THÉRAPIE OU APOCALYPSE
Singularité absolue du catholicisme : l’Incarnation. Le Dieu qui s’est fait homme a eu lui aussi ses petits ennuis quotidiens. L’idéalisme n’a pas sa place dans la vision qu’Hadjadj a du monde. Quant à ceux, créateurs toutes catégories, qui ont la fate ambition de rivaliser avec Dieu, qui « s’enflent, se rengorgent », clowns blancs et Messieurs Loyal à leur façon, notre coach nous met en garde contre eux au cours d’une de ses 99 leçons.
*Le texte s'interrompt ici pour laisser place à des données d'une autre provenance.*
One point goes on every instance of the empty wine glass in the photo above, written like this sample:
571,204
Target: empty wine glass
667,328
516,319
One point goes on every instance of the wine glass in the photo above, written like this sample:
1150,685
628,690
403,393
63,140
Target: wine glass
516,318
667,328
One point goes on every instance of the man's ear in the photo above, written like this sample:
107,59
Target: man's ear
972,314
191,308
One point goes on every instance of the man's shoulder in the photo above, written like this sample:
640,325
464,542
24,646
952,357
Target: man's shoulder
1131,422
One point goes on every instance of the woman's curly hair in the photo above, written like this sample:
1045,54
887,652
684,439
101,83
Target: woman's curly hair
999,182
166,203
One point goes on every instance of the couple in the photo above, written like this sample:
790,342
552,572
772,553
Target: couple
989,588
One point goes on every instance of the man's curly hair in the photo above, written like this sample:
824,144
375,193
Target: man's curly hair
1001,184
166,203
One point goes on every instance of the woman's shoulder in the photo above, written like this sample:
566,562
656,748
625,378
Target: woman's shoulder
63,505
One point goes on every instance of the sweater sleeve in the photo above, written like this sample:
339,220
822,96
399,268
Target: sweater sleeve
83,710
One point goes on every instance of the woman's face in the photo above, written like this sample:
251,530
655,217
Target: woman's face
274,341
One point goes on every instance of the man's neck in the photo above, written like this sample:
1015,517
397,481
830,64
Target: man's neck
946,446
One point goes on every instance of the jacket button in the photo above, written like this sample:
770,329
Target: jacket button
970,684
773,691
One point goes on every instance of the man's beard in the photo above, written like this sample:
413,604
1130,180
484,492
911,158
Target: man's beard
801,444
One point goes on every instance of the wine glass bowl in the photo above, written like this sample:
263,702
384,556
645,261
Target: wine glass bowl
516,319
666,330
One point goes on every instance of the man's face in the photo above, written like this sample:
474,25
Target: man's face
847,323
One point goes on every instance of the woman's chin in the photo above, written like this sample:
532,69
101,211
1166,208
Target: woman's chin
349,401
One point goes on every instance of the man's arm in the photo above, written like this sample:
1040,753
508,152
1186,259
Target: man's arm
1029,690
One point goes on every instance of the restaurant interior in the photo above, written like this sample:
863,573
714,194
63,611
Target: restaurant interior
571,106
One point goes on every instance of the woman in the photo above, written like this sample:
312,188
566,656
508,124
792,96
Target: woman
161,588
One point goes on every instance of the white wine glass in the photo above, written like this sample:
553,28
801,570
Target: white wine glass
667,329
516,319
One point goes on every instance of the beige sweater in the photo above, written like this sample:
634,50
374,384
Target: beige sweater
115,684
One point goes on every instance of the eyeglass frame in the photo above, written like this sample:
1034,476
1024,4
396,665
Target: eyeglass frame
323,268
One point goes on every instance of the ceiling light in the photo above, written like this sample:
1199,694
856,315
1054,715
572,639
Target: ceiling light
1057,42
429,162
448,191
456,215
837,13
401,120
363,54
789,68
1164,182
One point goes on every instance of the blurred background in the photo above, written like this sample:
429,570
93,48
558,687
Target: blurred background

Il nous propose le contreexemple d’une plus haute créativité, celle, paradoxale, pratiquée par le zavatta à la truffe écarlate, le nul, l’incompétent absolu, l’homme du non-savoir (cf. Bataille), le frère de ce Diogène cherchant à poil un homme en plein midi avec une bougie à la main, du « clown Socrate » à qui l’on a fait boire la ciguë, de « l’auguste entre les augustes » qui disait : « Regardez les lys des champs. » « Le clown n’est pas thérapeutique : il est apocalyptique. Il ne résout pas le problème, il le creuse. » C’est exactement ce que fait Fabrice Hadjadj. Avant de nous coller sur le pif une pastille rouge à nous les élèves clowns, il a commencé par s’affubler d’un pantalon trop large et d’un gilet trop court et à s’accrocher au milieu du visage une lanterne pour y voir plus clair dans sa propre obscurité. Et que de problèmes, dès lors, il s’est mis en état de creuser : l’amour, le désir, le sexe, la prostitution, l’homosexualité, l’islam, le terrorisme, l’humanisme, le transhumanisme, le dégagement en politique, la paternité, la GPA…
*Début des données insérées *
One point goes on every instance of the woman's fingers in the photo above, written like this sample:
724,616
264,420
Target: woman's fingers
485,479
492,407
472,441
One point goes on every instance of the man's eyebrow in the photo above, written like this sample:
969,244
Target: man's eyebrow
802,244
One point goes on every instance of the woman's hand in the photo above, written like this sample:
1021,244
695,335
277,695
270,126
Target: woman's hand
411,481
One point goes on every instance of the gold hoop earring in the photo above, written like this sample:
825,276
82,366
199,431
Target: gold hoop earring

PAS UN NEZ ROUGE MAIS UN GROIN
Ayant cité Muray, je me dois de rappeler que si son catholicisme n’avait rien de thérapeutique, un grand nombre de ses élans apocalyptiques (sur le mariage, la reproduction de l’espèce, la paternité, la fin de vie) ne l’auraient pas conduit à suivre sans regimber certaines des 99 leçons proposées par Hadjadj dans son guide. Des « désaccords parfaits » entre eux ou des problèmes encore à creuser ? Quant à Debord, l’athée, également cité par moi, on sait qu’il mit un terme à sa vie d’un coup de fusil. Un point, néanmoins, pourrait les réunir tous trois : leur europhobie, leur critique du libéralisme économique sans frein. « La société du spectacle fait spectacle de sa propre critique. La rébellion est son produit phare. La subversion y est subventionnée. Je suis “Nuit debout” pour me coucher le jour. Bien sûr, je casse les vitrines du Grand Capital, sans m’apercevoir que la Casse est essentiellement son domaine, à ce Grand Capital. » C’est Hadjadj qui parle, dans cet autre livre paru en même temps que son apologie du clown. Son titre : Dernières nouvelles de l’homme (et de la femme aussi) (Taillandier, 352 p., 18,90 euros). Alarmantes ces nouvelles, en ces temps où ce n’est pas un nez rouge qu’on colle sur la face humaine, mais un groin.